Can I please change this headline, seriously
- Dennis Phillips
- Jun 12
- 2 min read
I had not changed the headline to my own column for two consecutive issues. I felt stupid the first week, but the second week I had to get out of my chair and yell at myself. I damn near fired me.
Fortunately, I decided to give myself a stern talking to, accepted my own apology, and finally changed the headline for this week. But that tiny mistake is just the tip of the chaos iceberg that has been the last month of my life.
First and foremost, we are moved—at least to the point that we can do business at the new location, 305 Cedar Street in Downtown Hearne. I promised a bit of remodel tales, so here goes.
The house was painted entirely in grey and white. But not the cool kind of grey—nope, this was “pewter grey,” the sad cousin of beige, and I hate it. The natural wood floors looked like a herd of goats had been square dancing on them for a decade. And the layout had to be reimagined completely to serve as an office by day and my wife’s new home by night. Basically, HGTV would have blocked my number.
We fixed everything we could, and then—because we were clearly bored out of our minds—we bought The Silsbee Bee in Hardin County. That little maneuver meant we all hit high gear like we were training for the Daytona 500. The move had to get done, and fast.
And guess what? We’re still not done.
There’s a mountain of stuff still sitting at the old office—files, back issues, even the good copier that I swear I’ll go get before this paper hits the stands. Plus, we still have household items stored there. So weekends are now filled with packing, cleaning, and prepping for a garage sale—coming soon to 305 Cedar Street. Buy our junk. Support journalism.
Normally, summer slows down a bit. Not this year. Last weekend alone, Robertson County had five events on the same day—June 7. Why? Beats me. But turnout ranged from “meh” to “was that it?” This is what happens when events are stacked like flapjacks at a church breakfast. My advice for next year: event planners, form a group chat, hold a draft, do something. We only have three people on staff, not five. It was a stretch for us—and probably a stretch for the attendees too.

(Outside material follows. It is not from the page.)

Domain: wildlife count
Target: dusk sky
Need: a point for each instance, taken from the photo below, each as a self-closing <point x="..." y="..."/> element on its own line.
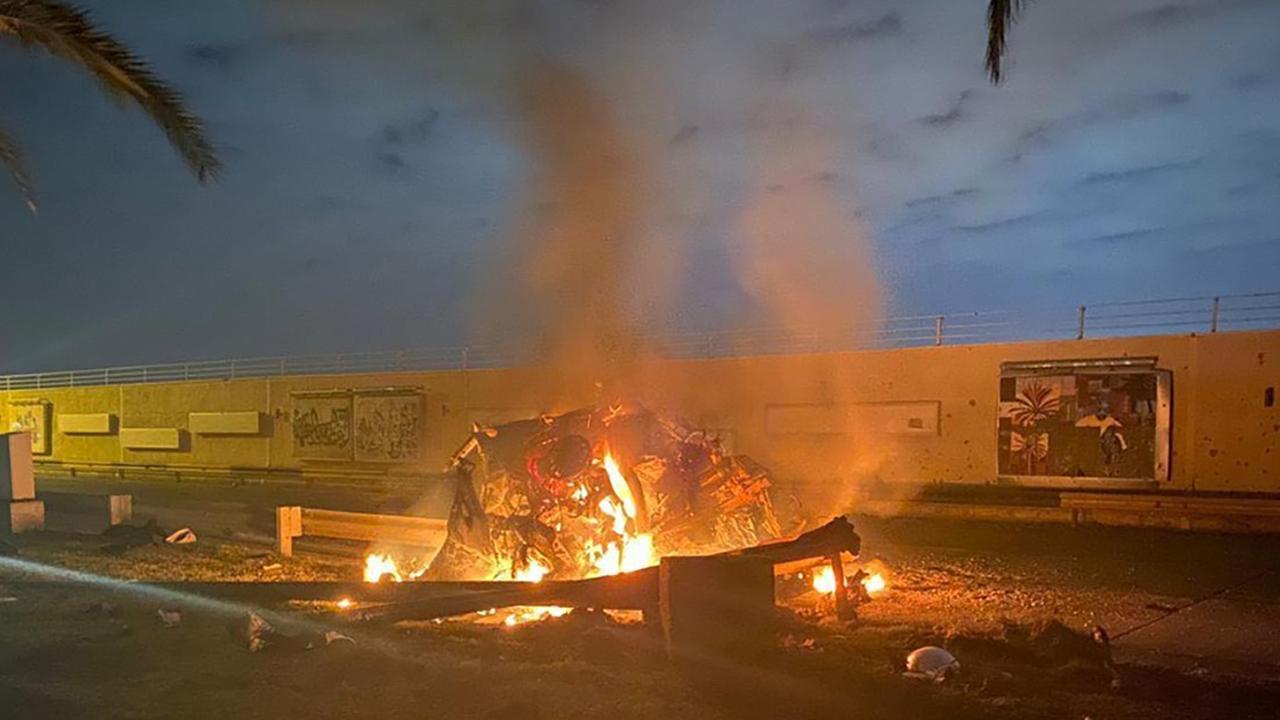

Still, I’m hopeful the rest of summer brings a little breathing room so I can finish what I’ve started and get all these spinning plates balanced. It’ll be fine. I asked God, and He said, “You got this,” and I trust Him the most.
We love the new location and want to invite everyone to a party. Don’t worry—I’ll set a date and plan something fun. The Robertson County News hasn’t had a ribbon cutting in 130 years. I think it’s time. Hot dogs, anyone?